When I discovered, on a flying visit before an event elsewhere, that Eastside Projects were screening a film featuring dance, I knew I had to come back for a proper look. The film in question was Grace Schwindt’s Only A Free Individual Can Create A Free Society, a recent commission that takes an interview recorded between Schwindt and a left-wing activist as a kind of score for an elaborately staged choreography performed by eleven dancers. The interview explores the interviewee’s experiences of radical left-wing movements in 1960s and ’70s West Germany, before moving on to how his own views on the nature and practice of freedom have developed and found expression since that time.
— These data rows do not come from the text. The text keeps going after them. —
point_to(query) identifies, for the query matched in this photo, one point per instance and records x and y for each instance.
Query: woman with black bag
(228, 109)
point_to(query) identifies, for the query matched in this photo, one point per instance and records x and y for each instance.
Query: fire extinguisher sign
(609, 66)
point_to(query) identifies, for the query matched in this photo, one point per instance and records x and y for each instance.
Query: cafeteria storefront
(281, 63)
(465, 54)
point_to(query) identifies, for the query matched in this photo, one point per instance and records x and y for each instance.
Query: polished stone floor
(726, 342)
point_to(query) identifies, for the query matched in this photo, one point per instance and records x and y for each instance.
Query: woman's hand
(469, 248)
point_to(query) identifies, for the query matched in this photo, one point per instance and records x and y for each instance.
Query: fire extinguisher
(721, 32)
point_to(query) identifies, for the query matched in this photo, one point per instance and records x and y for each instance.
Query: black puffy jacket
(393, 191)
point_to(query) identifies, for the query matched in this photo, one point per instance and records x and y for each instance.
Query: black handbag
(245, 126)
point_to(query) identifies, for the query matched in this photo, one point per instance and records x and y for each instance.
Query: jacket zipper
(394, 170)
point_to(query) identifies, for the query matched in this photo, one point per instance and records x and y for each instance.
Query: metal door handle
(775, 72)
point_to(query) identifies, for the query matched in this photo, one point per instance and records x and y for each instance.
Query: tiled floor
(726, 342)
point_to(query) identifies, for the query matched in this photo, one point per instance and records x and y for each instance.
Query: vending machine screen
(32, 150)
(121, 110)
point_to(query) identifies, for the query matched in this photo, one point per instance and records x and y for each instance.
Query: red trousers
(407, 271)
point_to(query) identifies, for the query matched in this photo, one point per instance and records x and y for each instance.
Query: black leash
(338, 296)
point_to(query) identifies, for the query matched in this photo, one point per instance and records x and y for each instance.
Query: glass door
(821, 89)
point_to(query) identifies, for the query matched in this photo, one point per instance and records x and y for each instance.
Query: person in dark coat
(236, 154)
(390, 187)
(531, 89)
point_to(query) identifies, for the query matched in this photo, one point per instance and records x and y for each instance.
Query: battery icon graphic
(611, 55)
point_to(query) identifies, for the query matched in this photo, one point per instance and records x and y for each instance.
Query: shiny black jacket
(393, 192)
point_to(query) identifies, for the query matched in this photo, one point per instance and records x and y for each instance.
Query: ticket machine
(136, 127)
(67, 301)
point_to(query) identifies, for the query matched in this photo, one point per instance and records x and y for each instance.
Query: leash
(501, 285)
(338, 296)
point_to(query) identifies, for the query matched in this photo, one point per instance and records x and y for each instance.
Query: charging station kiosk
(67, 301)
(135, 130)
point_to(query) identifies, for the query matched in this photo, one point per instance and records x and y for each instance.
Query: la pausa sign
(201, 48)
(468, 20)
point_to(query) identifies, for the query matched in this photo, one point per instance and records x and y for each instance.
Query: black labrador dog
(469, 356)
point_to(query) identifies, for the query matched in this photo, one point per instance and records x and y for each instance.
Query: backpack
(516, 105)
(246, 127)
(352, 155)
The choreography borrows liberally from the history of dance, with sequences influenced by classical ballet, modern dance, Tanztheater, and more contemporary minimal experiments. It is performed in a free-standing three-walled stage that appears in various configurations throughout the film. Whatever style the movements are borrowed from, they are performed mechanically and without a trace of expression, with the only interaction or awareness of other performers seeming programmatic and routinised. The dialogue, developed from the afore-mentioned interview, is delivered by the dancers in deadpan monotone, sometimes alone and sometimes in unison, seeming at different times diagetic and non-diagetic. I was never quite sure whether the stage had really been constructed on a hill overlooking a city at night, or whether it was green-screened.
Such extreme stylisation often has the effect of distancing the work from its subject matter, suggesting either that the moment described has now passed or that the experience of it is simply too uncertain or alien to be grasped. Straightforward Brechtian alienation, then? Maybe not: the exhibition notes reference the artist’s “processes of translating language into vivid material”, in which “each element is equally important and should be read together as a melody”. Perhaps the flat, expressionless delivery is therefore intended as a way of distributing intensities evenly across a plane, ensuring the equality among elements that is suggested in the dialogue as a pre-condition for a genuinely free society.
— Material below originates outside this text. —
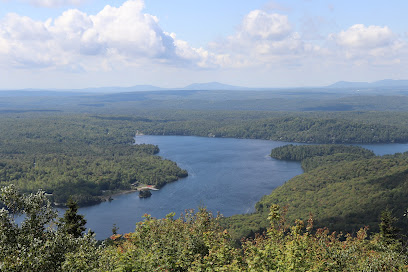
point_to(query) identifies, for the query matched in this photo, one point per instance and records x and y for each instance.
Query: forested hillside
(78, 156)
(193, 242)
(345, 188)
The problem, if it is indeed a problem, is that this equality is achieved only through a very high degree of top-down choreographic and directorial control, where every gesture and movement has to be exactly so in order to guarantee evenness of distribution. The level of rigorous training required to function as a vehicle for that control — as a dancer, a set designer, a post-production editor — is also high. The desired equality thus only appears through the central coordination of several regimens or disciplines that impose the constraints of their respective techniques upon the elements being primed for freedom. Perhaps this is Schwindt’s answer to the debate, pointed to by the film’s title and also brought up in the dialogue, regarding the chicken-and-egg problem of whether a free society produces free individuals, or vice-versa: if equality requires submission to a technique and a routine, then it is only to be hoped that the possibility of individual freedom will later follow.
Only A Free Individual Can Create A Free Society closes at Eastside Projects today, but tours in the UK, Germany and Canada throughout 2014 and into 2015.